THE CHURCH THAT FORGOT CHRIST by Jimmy Breslin.
Free Press (New York, 2004). 256 pp
 $26.00.
      The late Norbert F. Gaughan, Catholic bishop, author and columnist, once said, "Writing is therapy for me. And I get paid for it."
      Maybe that is the justification for columnist Jimmy Breslin writing "The Church That Forgot Christ." While much of the volume is a "Here's what's wrong with the church" treatise, those wrongs are woven among Breslin's meanderings into his own Catholic life.
      Sexual abuse of children by clergy is a large part of his rant, as is how the pope and bishops have responded to the victims and how they dealt with the abusers. He mentions familiar Boston names, for example, John Geoghan and Paul Shanley, but he also lists priests who have served in the dioceses of Brooklyn and Rockville Centre in New York, priests whose crimes did not attract the national attention of other abusers, but whose deeds were as devastating to their victims and who, in some cases, were kept in ministry by bishops who moved them to new assignments after abuse accusations surfaced.
      Breslin writes a column for the New York paper Newsday. The writing in this book is similar to the dialogue one might have with a co-worker at a bar where conversations ramble and are apt to begin, "You know what I think? I think ... ." Examples of Breslin's homiletic insights are: "The Vatican is trying to load the church with Africans to make up for dwindling whites while keeping the new African faithful in Africa where they belong, rather than strolling brazenly around St. Peter's Square, or Madison Avenue," and "An important part of the Catholic religion is to always say something nice to somebody if you want to save your soul, try that. It is one of the dictums that shows the difference between the failed church of Rome, and the American religion I believe in."
      You can almost hear the participants interrupt with, "We'll have another round," as Breslin continues extolling philosophy like "A gold ring on a bishop's finger is the commercial of a pimp," and "If I had one shot at delivering a sermon, I would have them rising from the pews and interrupting me with crescendos of applause and shouts of 'Good boy, Bishop Breslin!'"
      It is as though the religion he was taught and the beliefs he holds have crashed into the institution from which he learned them. He rails against the church's mentioning the evils of abortion and gay unions at every opportunity; against opulence, devoting two chapters to the bishop's residence in Rockville Centre; and against the way in which bishops have dealt with sexually abusive priests and their victims.
      It isn't the religion with which he has a problem, but with the church, which for Breslin is pope, bishops and priests. As the crusading columnist he is, there is much "us" vs. "them" in this volume. With numerous doses of "growing up Catholic" material, most seasoned with anger, Breslin provides a look into his own life and formation, as well as into how he views the church as a result of those two elements. Nowhere does he mention the work of the Second Vatican Council and its inclusion of all people being church. It is as though his view of church was permanently formed in his childhood and he is incapable of changing it.
      Readers seeking insight into the sexual abuse crisis will find none here as Breslin offers nothing new on the topic. Those who enjoy his writing because of his jousting with authority and the institutions they run can expect that tone and style throughout.
      While Breslin maintains he does not need the church as he sees it, and proposes in the prologue to open his own parish in the Diocese of Brooklyn, it appears he does need what the church at its best can provide: healing.
      No, the institution about which he is so critical will not provide that healing, but the good people, for example, Father John Powis, pastor of St. Barbara Parish in the Bushwick neighborhood of Brooklyn, about whom he writes much, will. There is hope for all who call themselves Catholic, including Breslin. One prays that he recognizes it and embraces it.
      Reviewed by Brian T. Olszewski, editor of the
Northwest Indiana Catholic, for Catholic News Service.

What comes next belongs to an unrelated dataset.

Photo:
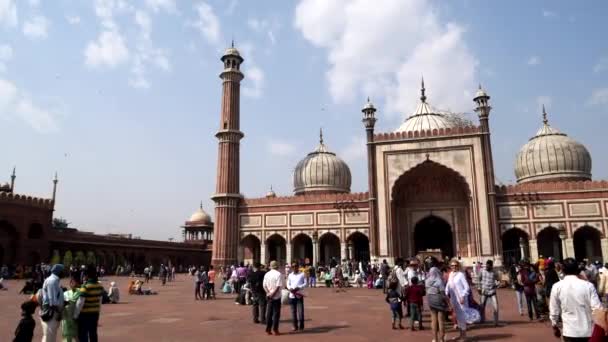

THE CONFIRMED CATHOLIC'S COMPANION: A GUIDE TO ABUNDANT LIVING, by Sister Kathleen Glavich, SND.
ACTA Publications (Skokie, Ill., 2005). 214 pp.
$9.95
   Adults come to the Catholic Church for many reasons. Some come because their husband- or wife-to-be is a Catholic and they want to have a one-religion family. Others have profound faith-changing experiences. Yet others choose the Catholic Church because they tried other religions and this one made the most sense.
   After choosing Catholicism, however, many people get little instruction beyond classes for the Rite of Christian Initiation of Adults. "The Confirmed Catholic's Companion: A Guide to Abundant Living" gives adults the tools they need for an ongoing relationship.
   Sister Kathleen Glavich, a Sister of Notre Dame, has pulled together a book that every church's RCIA director should hand to newly confirmed Catholics. The book features a good deal of depth on the tradition of the church, all the basic (and some not so basic) prayers, and excellent chapters on Mary, saints, devotions and sacraments. Her final chapter, "Walking the Talk," provides a wonderful view of living a moral life that is neither preachy nor saccharine.
   Excellent sidebar notes add to an already rich text. A journal section at the end of each chapter gives readers space to reflect and jot down information that they want to highlight.
   This will be a valuable book for those researching the faith, for new adult Catholics or for parents who need a refresher course when their children are making their confirmation. Every newly confirmed Catholic should have a copy on hand.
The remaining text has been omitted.